The History of the Advent Calendar
The Advent Calendar begins on the fourth Sunday before Christmas and counts down the days until the arrival of Christmas. The term Advent comes from the Latin “adventur”, meaning arrival. Many advent calendars have a place for a candy or other treat on each day, helping to heighten the sweet anticipation of Christmas.
The tradition of marking the Advent dates back to the early 19th century, when religious Protestant families made a chalk line on their front door for every day in December until Christmas Eve. According to Sellmer-Verlag, the Dutch on-line museum of Advent Calendar history, the first Advent Calendar was handmade in 1851. Early Advent styles also included the Advent Candle, in which a ring orwreath of 24 candles would be used to illuminate each day until Christmas.

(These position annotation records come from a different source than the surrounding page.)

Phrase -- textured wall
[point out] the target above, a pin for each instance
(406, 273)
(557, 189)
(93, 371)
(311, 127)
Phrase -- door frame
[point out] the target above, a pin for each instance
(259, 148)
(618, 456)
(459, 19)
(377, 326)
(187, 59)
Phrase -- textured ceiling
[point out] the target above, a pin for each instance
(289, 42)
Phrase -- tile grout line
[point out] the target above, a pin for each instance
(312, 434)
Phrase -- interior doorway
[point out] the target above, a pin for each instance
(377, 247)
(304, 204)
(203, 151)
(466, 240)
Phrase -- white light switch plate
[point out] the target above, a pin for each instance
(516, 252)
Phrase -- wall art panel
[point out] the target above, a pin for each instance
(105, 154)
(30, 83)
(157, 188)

Sellmer-Verlag cites the German-born Gerhard Lang as the inventor of the first mass-produced Advent Calendar. Lang was inspired by the calendars he remembered his mother making for him as a child. She would attach a candy to a hand-drawn cardboard calendar. Instead of candies, Lang’s printed version featured tiny pictures that could be affixed to each day of the Advent. Lang later produced several different versions of the calendar, including ones with little doors to open, revealing a picture for each day.

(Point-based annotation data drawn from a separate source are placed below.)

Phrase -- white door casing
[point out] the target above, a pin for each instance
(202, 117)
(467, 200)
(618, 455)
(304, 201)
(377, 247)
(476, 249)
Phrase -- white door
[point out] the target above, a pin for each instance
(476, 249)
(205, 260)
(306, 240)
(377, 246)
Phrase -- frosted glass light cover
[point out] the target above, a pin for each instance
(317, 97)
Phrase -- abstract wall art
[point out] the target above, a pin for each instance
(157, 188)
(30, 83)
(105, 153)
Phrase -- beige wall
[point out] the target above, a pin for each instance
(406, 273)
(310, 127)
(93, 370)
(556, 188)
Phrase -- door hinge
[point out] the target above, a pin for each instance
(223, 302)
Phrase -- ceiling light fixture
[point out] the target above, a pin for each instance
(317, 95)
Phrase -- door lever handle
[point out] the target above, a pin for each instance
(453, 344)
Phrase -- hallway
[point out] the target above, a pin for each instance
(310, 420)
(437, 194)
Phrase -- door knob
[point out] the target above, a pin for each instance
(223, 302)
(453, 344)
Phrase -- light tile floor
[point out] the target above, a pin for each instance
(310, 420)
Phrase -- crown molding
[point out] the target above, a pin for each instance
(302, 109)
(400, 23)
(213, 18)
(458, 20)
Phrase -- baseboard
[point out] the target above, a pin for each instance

The German printing company Sankt Johannis capitalized on Lang’s idea, producing calendars with Bible verses instead of pictures behind each window. The Advent Calendar became increasingly popular in Germany and throughout Central Europe until World War II, when manufacturers were forced to shut down production due to the war rationing on cardboard.
By the 1940s, the tradition of the Advent Calendar had jumped the Atlantic Ocean and taken root in American culture. Here, the first chocolate-filled calendars were sold in the late 1950s.
Today, families fill their Advent Calendars with everything from pictures of Jesus and Bible versus to matchbox cars, chocolates or stickers. Some families cleverly save their loot of Halloween candy and repurpose it for their Advent calendars.
Advent Calendars can be printed on cardboard, built from thin-wood boxes, constructed from felt or other fabric, or even erected from Lego’s®. You can purchase a variety of styles of Advent Calendars from online and brick-and-mortar vendors — or you can start a new tradition and make your own Advent Calendar this year.